Management of Secondary Hypogonadism with Suppressed LH
This 30-year-old male has secondary (hypogonadotropic) hypogonadism requiring immediate evaluation for pituitary pathology and fertility-preserving treatment options, not testosterone replacement therapy. 1
Critical Diagnostic Clarification
Your laboratory values appear to contain reporting errors that need immediate verification:
- Testosterone 33.1 mmol/L (if accurate) = approximately 9,540 ng/dL, which is supraphysiologic and inconsistent with hypogonadism 1
- Free testosterone 980 nmol/L (if accurate) = approximately 282,000 ng/dL, which is physiologically impossible 1
- LH <0.1 is profoundly suppressed, indicating either secondary hypogonadism OR exogenous androgen use 1, 2
Most likely scenario: These values suggest either laboratory error in units OR exogenous testosterone/anabolic steroid use causing suppression of the hypothalamic-pituitary-gonadal axis. 2, 3
Immediate Evaluation Required
1. Confirm True Hormone Status
- Repeat morning (8-10 AM) total testosterone using an accurate, reliable assay on at least two separate occasions 1
- Measure LH and FSH simultaneously to confirm hypogonadotropic pattern 1
- Obtain detailed medication/supplement history, specifically asking about testosterone, anabolic steroids, opioids, or GnRH agonists/antagonists 2
2. Rule Out Pituitary Pathology (MANDATORY)

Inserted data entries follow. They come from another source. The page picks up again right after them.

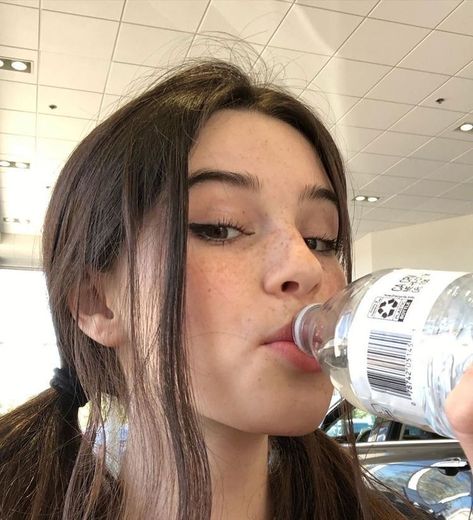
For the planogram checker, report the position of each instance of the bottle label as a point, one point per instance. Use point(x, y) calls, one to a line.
point(386, 357)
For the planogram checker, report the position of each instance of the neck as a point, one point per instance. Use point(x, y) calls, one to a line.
point(239, 471)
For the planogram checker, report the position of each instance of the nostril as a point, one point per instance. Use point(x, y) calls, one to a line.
point(289, 286)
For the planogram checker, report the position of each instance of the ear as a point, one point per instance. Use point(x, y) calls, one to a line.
point(97, 317)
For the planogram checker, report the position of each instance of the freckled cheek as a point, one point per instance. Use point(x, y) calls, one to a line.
point(215, 291)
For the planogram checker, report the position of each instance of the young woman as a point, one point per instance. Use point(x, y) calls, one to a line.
point(183, 235)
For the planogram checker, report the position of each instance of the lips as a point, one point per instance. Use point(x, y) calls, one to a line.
point(282, 334)
point(281, 343)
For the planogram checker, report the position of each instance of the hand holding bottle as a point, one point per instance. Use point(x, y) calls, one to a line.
point(459, 411)
point(395, 343)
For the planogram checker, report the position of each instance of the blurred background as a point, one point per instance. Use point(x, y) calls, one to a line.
point(392, 79)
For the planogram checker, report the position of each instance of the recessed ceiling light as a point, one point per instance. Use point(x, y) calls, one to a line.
point(16, 65)
point(15, 220)
point(19, 65)
point(367, 198)
point(22, 165)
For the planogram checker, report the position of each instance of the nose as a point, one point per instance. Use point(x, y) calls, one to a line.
point(291, 268)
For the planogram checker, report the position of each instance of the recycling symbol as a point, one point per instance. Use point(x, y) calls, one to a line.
point(387, 308)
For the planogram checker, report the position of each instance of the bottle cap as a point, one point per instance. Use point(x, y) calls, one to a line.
point(297, 326)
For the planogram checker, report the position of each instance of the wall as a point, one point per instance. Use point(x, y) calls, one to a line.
point(443, 244)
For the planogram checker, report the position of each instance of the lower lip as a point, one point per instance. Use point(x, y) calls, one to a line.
point(291, 353)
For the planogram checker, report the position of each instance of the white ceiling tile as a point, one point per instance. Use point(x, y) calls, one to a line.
point(460, 192)
point(369, 113)
point(22, 54)
point(409, 202)
point(381, 42)
point(457, 95)
point(150, 46)
point(353, 138)
point(359, 180)
point(330, 107)
point(54, 148)
point(225, 47)
point(252, 21)
point(392, 215)
point(14, 122)
point(353, 78)
point(441, 52)
point(387, 185)
point(360, 7)
point(428, 188)
point(184, 15)
point(17, 147)
point(72, 103)
point(441, 149)
point(46, 169)
point(111, 104)
point(17, 96)
point(419, 217)
point(25, 3)
point(453, 172)
point(466, 158)
point(394, 143)
point(423, 13)
point(314, 30)
point(20, 26)
point(292, 68)
point(425, 121)
point(77, 36)
point(461, 20)
point(68, 128)
point(414, 168)
point(453, 132)
point(466, 72)
point(125, 79)
point(75, 72)
point(108, 9)
point(406, 86)
point(371, 163)
point(444, 205)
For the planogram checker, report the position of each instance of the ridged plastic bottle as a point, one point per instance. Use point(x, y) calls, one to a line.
point(395, 342)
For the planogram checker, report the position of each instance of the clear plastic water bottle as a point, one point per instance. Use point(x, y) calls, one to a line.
point(395, 342)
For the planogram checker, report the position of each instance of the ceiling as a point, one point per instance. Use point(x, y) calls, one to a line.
point(374, 71)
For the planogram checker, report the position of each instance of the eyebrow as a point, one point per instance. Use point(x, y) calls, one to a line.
point(240, 179)
point(251, 182)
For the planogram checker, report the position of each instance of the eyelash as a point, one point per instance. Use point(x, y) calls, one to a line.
point(199, 230)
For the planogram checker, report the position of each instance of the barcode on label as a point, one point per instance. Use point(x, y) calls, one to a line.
point(387, 362)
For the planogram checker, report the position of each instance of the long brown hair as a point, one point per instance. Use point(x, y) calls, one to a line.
point(129, 165)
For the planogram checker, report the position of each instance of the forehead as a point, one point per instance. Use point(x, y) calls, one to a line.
point(257, 143)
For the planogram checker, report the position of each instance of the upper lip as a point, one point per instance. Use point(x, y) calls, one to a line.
point(282, 334)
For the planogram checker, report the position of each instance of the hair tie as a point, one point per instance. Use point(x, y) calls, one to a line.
point(65, 382)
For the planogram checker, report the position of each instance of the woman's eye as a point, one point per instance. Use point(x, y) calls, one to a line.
point(216, 232)
point(322, 245)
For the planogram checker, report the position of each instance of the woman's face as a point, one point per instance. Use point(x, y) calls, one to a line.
point(262, 231)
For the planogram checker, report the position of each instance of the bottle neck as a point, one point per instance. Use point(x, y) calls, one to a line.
point(305, 329)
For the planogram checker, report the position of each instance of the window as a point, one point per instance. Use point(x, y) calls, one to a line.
point(28, 352)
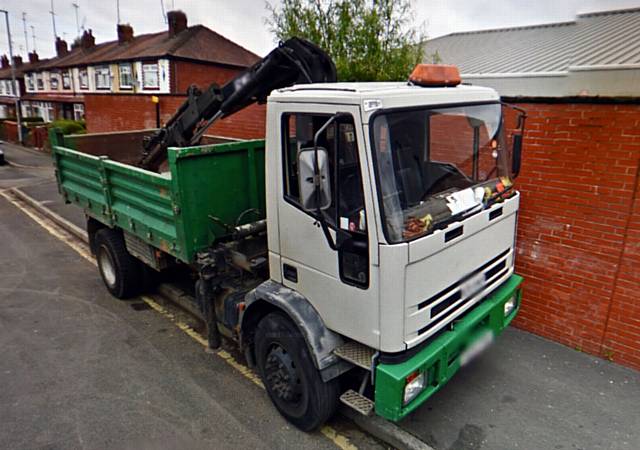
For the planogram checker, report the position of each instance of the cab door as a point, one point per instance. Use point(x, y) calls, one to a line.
point(340, 282)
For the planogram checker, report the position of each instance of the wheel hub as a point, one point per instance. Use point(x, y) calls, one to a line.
point(106, 265)
point(282, 376)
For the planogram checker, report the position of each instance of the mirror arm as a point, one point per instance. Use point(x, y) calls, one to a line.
point(520, 126)
point(316, 181)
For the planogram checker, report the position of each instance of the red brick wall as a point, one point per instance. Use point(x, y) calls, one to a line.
point(113, 112)
point(579, 229)
point(184, 74)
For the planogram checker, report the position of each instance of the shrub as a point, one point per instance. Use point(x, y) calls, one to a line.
point(70, 126)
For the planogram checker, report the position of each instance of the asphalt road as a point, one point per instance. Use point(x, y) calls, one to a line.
point(80, 369)
point(107, 360)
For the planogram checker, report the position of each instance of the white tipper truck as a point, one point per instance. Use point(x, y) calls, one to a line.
point(385, 259)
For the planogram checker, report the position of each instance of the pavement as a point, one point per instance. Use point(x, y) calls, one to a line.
point(524, 392)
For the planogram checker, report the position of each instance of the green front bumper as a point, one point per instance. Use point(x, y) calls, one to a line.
point(440, 360)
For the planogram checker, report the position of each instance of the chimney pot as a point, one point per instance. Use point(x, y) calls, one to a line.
point(61, 47)
point(177, 22)
point(125, 33)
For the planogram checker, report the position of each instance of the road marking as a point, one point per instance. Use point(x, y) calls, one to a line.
point(338, 439)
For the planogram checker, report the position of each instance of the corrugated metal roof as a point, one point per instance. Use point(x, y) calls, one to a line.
point(607, 38)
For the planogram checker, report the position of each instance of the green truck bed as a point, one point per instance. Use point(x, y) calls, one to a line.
point(205, 189)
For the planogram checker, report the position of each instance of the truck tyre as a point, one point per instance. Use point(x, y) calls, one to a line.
point(120, 271)
point(289, 375)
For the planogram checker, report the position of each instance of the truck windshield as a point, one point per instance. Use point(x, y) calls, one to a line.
point(435, 166)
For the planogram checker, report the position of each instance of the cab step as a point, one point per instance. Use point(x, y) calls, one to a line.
point(357, 402)
point(356, 353)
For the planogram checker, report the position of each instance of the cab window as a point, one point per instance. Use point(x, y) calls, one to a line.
point(347, 210)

If testosterone is truly low with LH <0.1, this patient requires:
- Serum prolactin measurement - elevated prolactin can indicate prolactinoma 1
- Pituitary MRI - men with testosterone <150 ng/dL and low/low-normal LH require imaging regardless of prolactin levels to identify non-secreting adenomas 1
- If prolactin is elevated, repeat measurement to exclude spurious elevation, then refer to endocrinology 1
- Assess other pituitary hormones (TSH, cortisol, IGF-1) to rule out combined pituitary hormone deficiency 1, 2
3. Evaluate for Secondary Causes
- Iron studies - hemochromatosis can cause hypogonadotropic hypogonadism 1, 4
- HIV testing - HIV infection is associated with hypogonadism 1, 2
- Review for systemic diseases - chronic illness, organ failure can suppress gonadotropins 2, 4
Treatment Algorithm
If Fertility is Desired (Age 30 Makes This Critical)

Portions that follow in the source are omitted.